William Goldman also wrote an interesting book about screenplay writing called Which Lie Did I Tell? which I remember quite enjoying. He wrote the screenplay for Butch Cassidy and the Sundance Kid, too, I think. Love the novel The Princess Bride. As much as I adore the movie, the book brings even more to the story.

Hope you enjoy Good Omens. Say hello to Sister Mary Loquacious from me.
Hannah said…
Good Omens! Love that book, it's one of my favourites. Funny AND smart is always a win.

Why haven't I read more William Goldman? That's... really weird. I read The Princess Bride when I was nine and am on my third copy now, I think? I don't know why I've never gone looking for his other work. Good tip! I'm in a library funk right now but that sounds like just the thing.
Lynn said…
I know about the sadness, but today it was finally, finally, almost like spring in the air, and the kids were just batty with sunshine, everyone running around with coats open (while I was still bundled up like an Eskimo), and try as I would to be grouchy, a little happiness did seep in.
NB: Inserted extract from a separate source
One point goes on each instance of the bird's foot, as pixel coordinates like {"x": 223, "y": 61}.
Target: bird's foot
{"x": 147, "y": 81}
The people I love, I guess.

I need to read more Goldman. I adore all his movies, but I think the only book of his I've read is The Princess Bride (also awesome, every great line from that movie is directly from the book). I will put Control on my wish list.

(It's not too too devastating, is it? If so, I may need a visit from Eve and her hug tank.)
Bunnyslippers said…
I'm happy you like it!

I feel for your sadness. Baby #2 has left me with two solid days of sit-on-the-floor-and-weep-style hormonal woe and despair each month. It'll be great for me proffessionally. Bah. I hope yours wanes sooner than later.

You have some crazy-ass spam commenters, by the way. :)
Sasha said…
Yeah, I finally unsubscribed from the Scintilla emails - they just made me feel guilty whenever I read them :P. And if they're making you feel uninteresting then in GODS NAME STOP - 'cuz you're not :).

Yay for Good Omens! I have what could be a blog post, currently scribbled into my bedside notebook, that makes references to Douglas Adams on crack. I think. I can't remember entirely - must be the drugs. Looking forward to hearing what you think! I forget, you've read some of the Disc World stuff, haven't you? And I know you've read Neil Gaiman's short stories. I'm looking forward to reading them each on their own. Neil Gaiman, I gather, is big in - crap, what's the word? You know, really long comic books? Graphic novels - right. I hope I didn't offend anyone there. Anyhow, I've never read one, and can't say I've ever been interested (being high-brow and literary and all that jazz). It makes me think I should open my mind and try it.